Whether the spike protein can reverse other kinds of pain – such as arthritic, cancer-induced, inflammation or surgical pain – is too early to tell, he adds.

“But we are currently investigating targeting of neuropilin-1, the new target of pain revealed by our current study, for potential utility for developing a new class of anti-pain drugs.”
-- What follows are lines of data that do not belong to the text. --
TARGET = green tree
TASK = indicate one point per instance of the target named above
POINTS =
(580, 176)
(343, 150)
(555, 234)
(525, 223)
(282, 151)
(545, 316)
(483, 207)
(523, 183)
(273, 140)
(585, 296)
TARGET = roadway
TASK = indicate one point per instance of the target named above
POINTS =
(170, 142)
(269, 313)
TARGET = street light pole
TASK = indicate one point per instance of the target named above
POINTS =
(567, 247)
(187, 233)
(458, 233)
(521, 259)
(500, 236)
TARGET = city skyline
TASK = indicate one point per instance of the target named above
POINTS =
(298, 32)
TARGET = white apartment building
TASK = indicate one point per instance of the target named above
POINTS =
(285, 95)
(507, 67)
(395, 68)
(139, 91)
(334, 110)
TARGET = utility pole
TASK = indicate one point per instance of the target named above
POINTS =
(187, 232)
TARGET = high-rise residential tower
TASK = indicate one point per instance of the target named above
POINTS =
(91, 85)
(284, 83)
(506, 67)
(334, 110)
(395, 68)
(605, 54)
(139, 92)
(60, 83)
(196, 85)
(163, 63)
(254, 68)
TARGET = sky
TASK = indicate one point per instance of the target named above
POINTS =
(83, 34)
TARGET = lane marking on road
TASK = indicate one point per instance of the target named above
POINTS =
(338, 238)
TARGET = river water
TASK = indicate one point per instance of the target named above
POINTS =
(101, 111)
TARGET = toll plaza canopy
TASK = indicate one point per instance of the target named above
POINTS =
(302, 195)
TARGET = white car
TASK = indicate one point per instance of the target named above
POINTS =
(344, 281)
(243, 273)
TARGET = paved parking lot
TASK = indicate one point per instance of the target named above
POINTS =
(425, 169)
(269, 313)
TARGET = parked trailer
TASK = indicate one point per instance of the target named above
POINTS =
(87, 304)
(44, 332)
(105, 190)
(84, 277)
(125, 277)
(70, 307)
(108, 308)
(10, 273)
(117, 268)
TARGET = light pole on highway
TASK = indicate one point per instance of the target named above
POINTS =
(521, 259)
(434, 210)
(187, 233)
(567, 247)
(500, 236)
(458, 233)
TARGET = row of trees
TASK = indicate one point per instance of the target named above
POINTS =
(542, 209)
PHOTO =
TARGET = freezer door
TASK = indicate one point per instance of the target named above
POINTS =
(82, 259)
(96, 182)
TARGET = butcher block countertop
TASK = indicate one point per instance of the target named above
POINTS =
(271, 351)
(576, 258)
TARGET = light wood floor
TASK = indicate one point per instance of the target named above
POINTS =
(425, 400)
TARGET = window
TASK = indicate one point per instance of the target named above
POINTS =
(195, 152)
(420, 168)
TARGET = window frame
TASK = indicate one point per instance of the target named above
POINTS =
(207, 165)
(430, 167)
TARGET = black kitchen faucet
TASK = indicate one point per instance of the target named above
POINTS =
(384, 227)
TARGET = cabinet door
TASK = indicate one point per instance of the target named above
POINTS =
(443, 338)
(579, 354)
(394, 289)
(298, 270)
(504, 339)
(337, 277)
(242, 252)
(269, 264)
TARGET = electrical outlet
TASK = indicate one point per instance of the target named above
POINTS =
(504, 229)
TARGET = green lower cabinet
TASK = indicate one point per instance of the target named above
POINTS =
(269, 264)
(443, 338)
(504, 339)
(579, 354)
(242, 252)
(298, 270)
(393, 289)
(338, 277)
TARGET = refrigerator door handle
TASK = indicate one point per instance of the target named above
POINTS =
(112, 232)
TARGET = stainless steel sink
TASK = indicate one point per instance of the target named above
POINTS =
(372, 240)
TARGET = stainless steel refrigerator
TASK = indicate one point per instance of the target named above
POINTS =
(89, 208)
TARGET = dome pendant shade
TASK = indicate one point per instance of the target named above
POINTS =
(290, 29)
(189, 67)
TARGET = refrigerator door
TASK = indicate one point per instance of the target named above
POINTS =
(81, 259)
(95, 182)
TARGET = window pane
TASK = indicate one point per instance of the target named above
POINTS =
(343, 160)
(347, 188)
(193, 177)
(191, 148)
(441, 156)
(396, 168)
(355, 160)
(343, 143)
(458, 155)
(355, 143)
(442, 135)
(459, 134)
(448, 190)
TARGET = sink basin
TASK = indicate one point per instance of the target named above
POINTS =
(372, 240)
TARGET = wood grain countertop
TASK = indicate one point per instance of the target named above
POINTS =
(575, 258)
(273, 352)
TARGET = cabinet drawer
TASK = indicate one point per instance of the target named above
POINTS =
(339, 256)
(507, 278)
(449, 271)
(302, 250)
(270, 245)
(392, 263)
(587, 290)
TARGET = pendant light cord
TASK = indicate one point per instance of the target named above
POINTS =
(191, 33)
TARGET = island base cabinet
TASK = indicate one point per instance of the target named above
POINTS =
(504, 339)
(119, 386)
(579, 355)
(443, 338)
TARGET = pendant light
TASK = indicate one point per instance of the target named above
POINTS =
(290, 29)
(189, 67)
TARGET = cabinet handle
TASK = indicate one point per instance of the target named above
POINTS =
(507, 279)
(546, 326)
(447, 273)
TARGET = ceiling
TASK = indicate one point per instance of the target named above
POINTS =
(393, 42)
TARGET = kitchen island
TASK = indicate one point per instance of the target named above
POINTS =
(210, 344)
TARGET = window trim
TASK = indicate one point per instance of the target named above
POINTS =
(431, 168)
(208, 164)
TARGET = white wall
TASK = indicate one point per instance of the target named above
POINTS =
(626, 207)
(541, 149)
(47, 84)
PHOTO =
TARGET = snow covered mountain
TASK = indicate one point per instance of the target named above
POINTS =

What has this got to do with the spread of Covid-19?

Prof Khanna says the finding might go some way in explaining why so many people who get Covid experience few or no symptoms – even though they are able to spread the disease. While we don’t know exactly how many people tend to have Covid-19 without symptoms, we do know that the number could range from 20-50% of those who get infected.

“It made a lot of sense to me that perhaps the reason for the unrelenting spread of Covid-19 is that in the early stages, you’re walking around all fine as if nothing is wrong because your pain has been suppressed,” says Prof Khanna of his theory.
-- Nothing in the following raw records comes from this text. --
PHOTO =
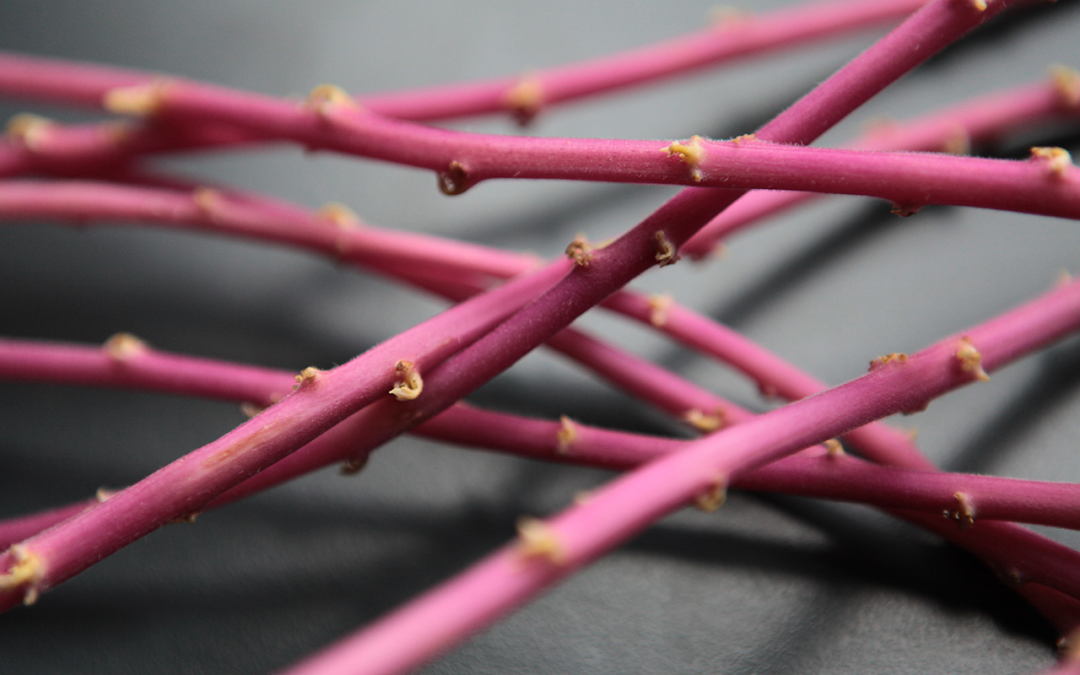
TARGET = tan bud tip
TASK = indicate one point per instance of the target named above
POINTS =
(354, 466)
(702, 421)
(1066, 82)
(691, 152)
(539, 540)
(339, 215)
(566, 435)
(189, 518)
(207, 200)
(957, 143)
(970, 360)
(833, 448)
(964, 513)
(455, 179)
(308, 376)
(665, 250)
(1057, 160)
(712, 499)
(525, 98)
(659, 305)
(727, 16)
(251, 409)
(580, 251)
(324, 97)
(409, 383)
(905, 211)
(138, 100)
(27, 571)
(123, 347)
(28, 130)
(895, 358)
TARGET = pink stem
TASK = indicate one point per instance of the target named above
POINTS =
(322, 400)
(83, 84)
(948, 131)
(417, 632)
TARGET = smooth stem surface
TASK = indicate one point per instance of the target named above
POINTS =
(558, 545)
(322, 400)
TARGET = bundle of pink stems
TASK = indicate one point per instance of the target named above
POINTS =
(826, 443)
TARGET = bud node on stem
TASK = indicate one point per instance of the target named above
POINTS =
(353, 466)
(27, 571)
(324, 98)
(28, 130)
(896, 358)
(702, 421)
(525, 98)
(454, 180)
(307, 377)
(1066, 82)
(540, 540)
(1057, 160)
(123, 347)
(833, 448)
(970, 360)
(339, 215)
(659, 304)
(691, 152)
(409, 383)
(566, 435)
(666, 253)
(137, 100)
(580, 251)
(712, 499)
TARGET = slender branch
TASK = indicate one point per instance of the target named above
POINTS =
(549, 551)
(84, 84)
(321, 401)
(955, 130)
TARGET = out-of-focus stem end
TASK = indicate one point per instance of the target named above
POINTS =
(691, 152)
(665, 250)
(540, 540)
(964, 514)
(659, 304)
(308, 377)
(566, 435)
(353, 466)
(1066, 82)
(455, 179)
(1057, 160)
(28, 130)
(525, 98)
(702, 421)
(580, 251)
(895, 358)
(325, 98)
(970, 360)
(340, 215)
(27, 571)
(137, 100)
(409, 383)
(833, 448)
(123, 347)
(712, 499)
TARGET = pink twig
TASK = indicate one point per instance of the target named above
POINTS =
(549, 551)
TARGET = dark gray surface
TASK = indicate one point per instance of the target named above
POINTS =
(766, 585)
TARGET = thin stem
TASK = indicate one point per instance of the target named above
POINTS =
(553, 549)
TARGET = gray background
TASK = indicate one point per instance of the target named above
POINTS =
(766, 585)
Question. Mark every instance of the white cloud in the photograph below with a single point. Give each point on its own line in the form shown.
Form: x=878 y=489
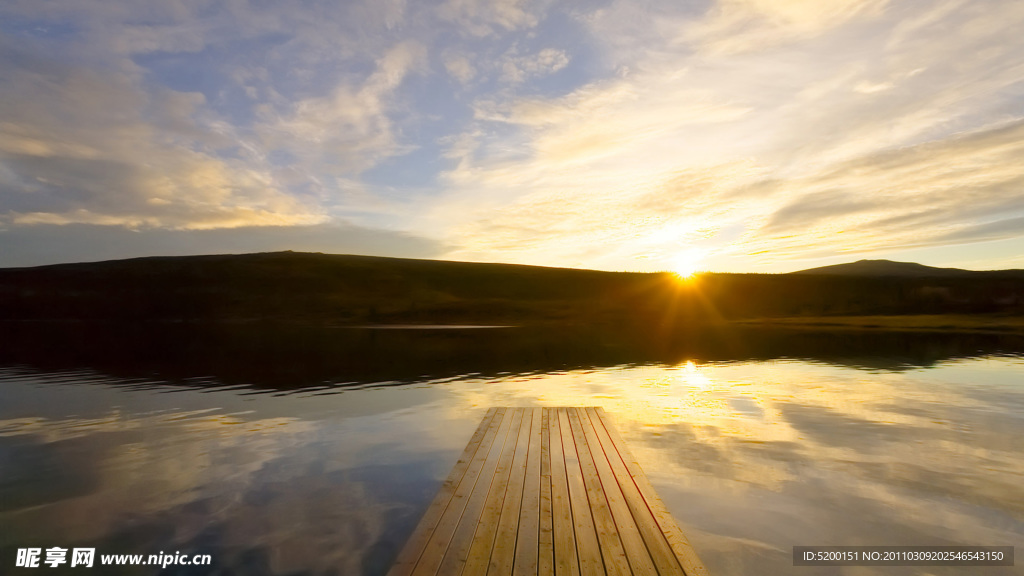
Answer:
x=79 y=146
x=518 y=69
x=872 y=137
x=349 y=130
x=460 y=68
x=482 y=17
“You have the virus, but you don’t feel bad because your pain is gone. If we can prove that this pain relief is what is causing Covid-19 to spread further, that’s of enormous value.”

But, why do some people still experience pain with Covid-19?

It’s not yet clear. “A limitation in our study is that while we looked at the effect of Spike directly on pain, patients also develop an immune response neutralising the virus,” says Prof Khanna. “We did not test if this happened in our rats.

“We have anecdotal evidence from chronic pain patients emailing us reporting that their pain is gone when they contracted Covid.”

Dr Julian Tang, honorary associate professor and a clinical virologist in the field of Respiratory Sciences at University of Leicester, calls the findings “intriguing”. “We already know some Covid-19 patients can develop neurological and neuropsychiatric complications, demonstrating that SARS-CoV-2 – the virus causing Covid-19 – is also neurotropic [meaning it can infect the brain],” he said.

“There is some further way to go before this becomes a practical drug intervention for pain control.”

- Dr Julian Tang

But there are limitations to the research. “This team has only looked at this in laboratory and rat models so far, so although the enticing video on their website shows possible potential in humans, there is some further way to go before this becomes a practical drug intervention for pain control,” Dr Tang continued.

“Also, given the complexity of the human immune response to the infection, not all patients with Covid-19 are necessarily free of pain, as we have seen.

“But as the team say, this SARS-CoV-2 S protein interaction has stimulated them to look at neuropilin-1 as an alternative pain receptor to block to provide pain relief without the use of potentially addictive opioids, like morphine – which work on a different pathway.

“With Covid-19 causing so much grief and distress globally, it is possible that this finding has offered at least a thin silver lining in this pandemic.”

Dr Khanna hopes to continue research into the role of neuropilin in the spread of Covid-19 and plans to examine it as a new target for non-opioid pain relief, too.

“We have a pandemic, and we have an opioid epidemic,” says Dr Khanna. “They’re colliding. Our findings have massive implications for both. SARS-CoV-2 is teaching us about viral spread, but Covid-19 has us also looking at neuropilin as a new non-opioid method to fight the opioid epidemic.”